INDEPENDENT NEWS

The unemployed as just another business opportunity

Published: Tue 6 Dec 2011 09:32 AM
Government treats the unemployed as just another business opportunity
Media release from Auckland Action Against Poverty
Tuesday 6 December 2011
In a sly sidestep National has announced further welfare changes under cover of its confidence and supply agreement with ACT.
“It’s clear that John Key wants to implement almost all of the Rebstock report’s recommendations in this term of Parliament and is using the single ACT MP as cover,’ says Auckland Action Against Poverty spokesperson Sue Bradford.
The formal agreement with ACT, signed yesterday afternoon, confirms that National and ACT intend to implement recommendations 27, 28, 30 and 34 of the Welfare Working Group report.
These proposals include:
· *Employment services will be based on ‘contestable, outcome based contracts’, with contractors incentivised to ‘achieve positive outcomes for those with greatest risk of long-term dependency.’
· *If parents on welfare fail to meet certain parenting obligations, or can’t manage their budget to the point that children are ‘at risk’, their income will be compulsorily managed by a third party, not themselves.
· * Income management may be provided by way of a ‘payment card’ programmed for use only on items the Government considers essential.
‘This goes beyond changes already announced by John Key and Paula Bennett prior to the election,’ Ms Bradford says.

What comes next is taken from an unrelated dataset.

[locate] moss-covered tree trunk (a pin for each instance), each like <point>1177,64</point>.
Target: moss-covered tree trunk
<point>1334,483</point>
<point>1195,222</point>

‘National and ACT clearly see the solution to unemployment as a business opportunity rather than as an economic problem to which Government should be applying positive solutions, such as full wage job creation schemes doing socially and environmentally useful work.
‘Contracting out assistance for the unemployed has been a disastrous failure in the UK and it will be the same here. If we follow the same pattern as they have we will see jobseekers being forced to work for nothing for large companies like supermarkets that should be paying proper wages.

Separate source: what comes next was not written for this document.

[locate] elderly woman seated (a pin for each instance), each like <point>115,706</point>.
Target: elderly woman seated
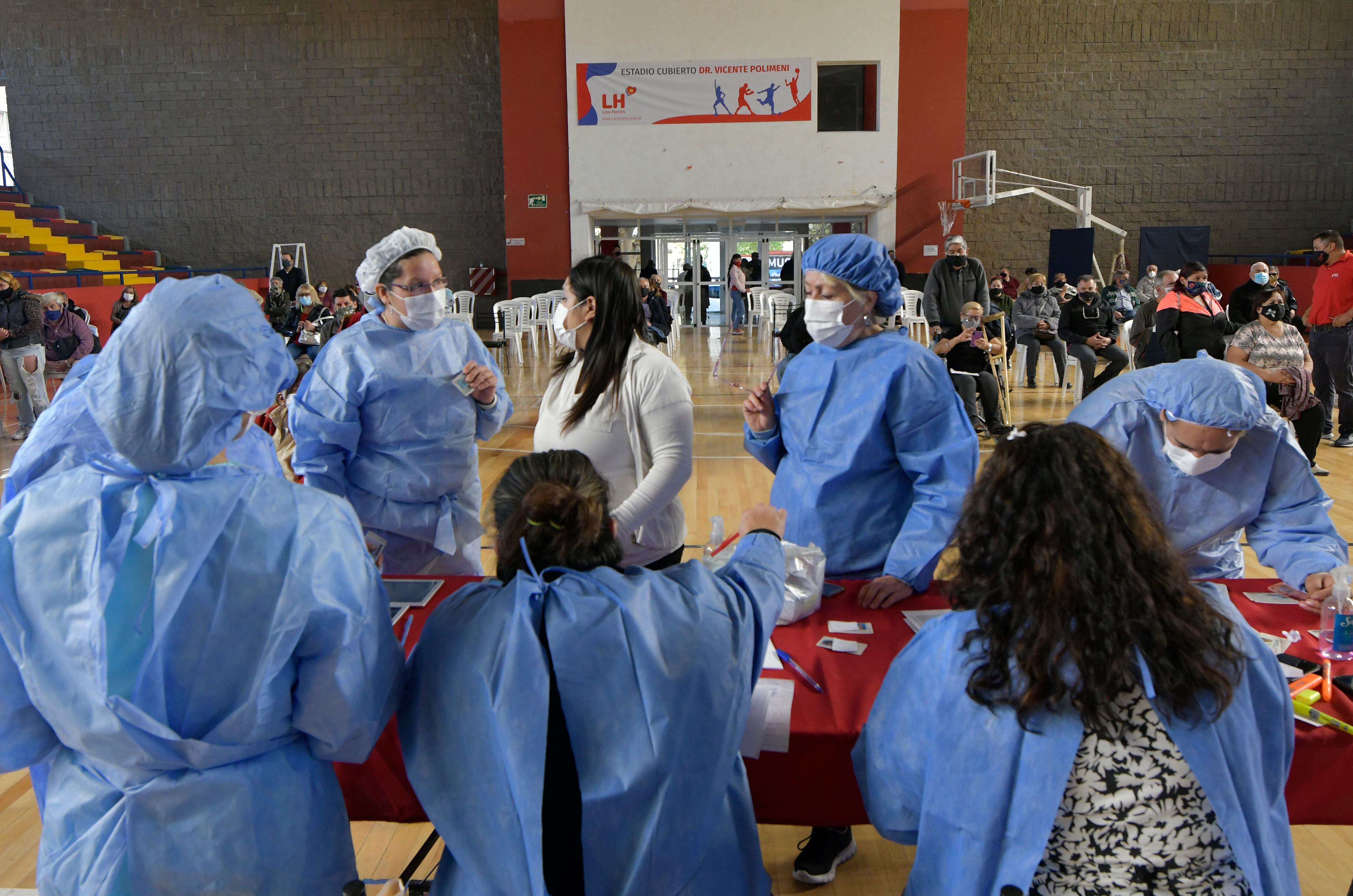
<point>967,352</point>
<point>64,333</point>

‘The main reason beneficiaries struggle to raise their children is that Work & Income does not provide enough money to live on.
‘Widening state – or other provider – control to the point where people have no choice or self-determination left in their lives will not magically solve this problem.
‘We can expect to see some very dodgy organisations to suddenly appear to cash in on this golden opportunity to get rich at the expense of a very vulnerable group of New Zealanders.’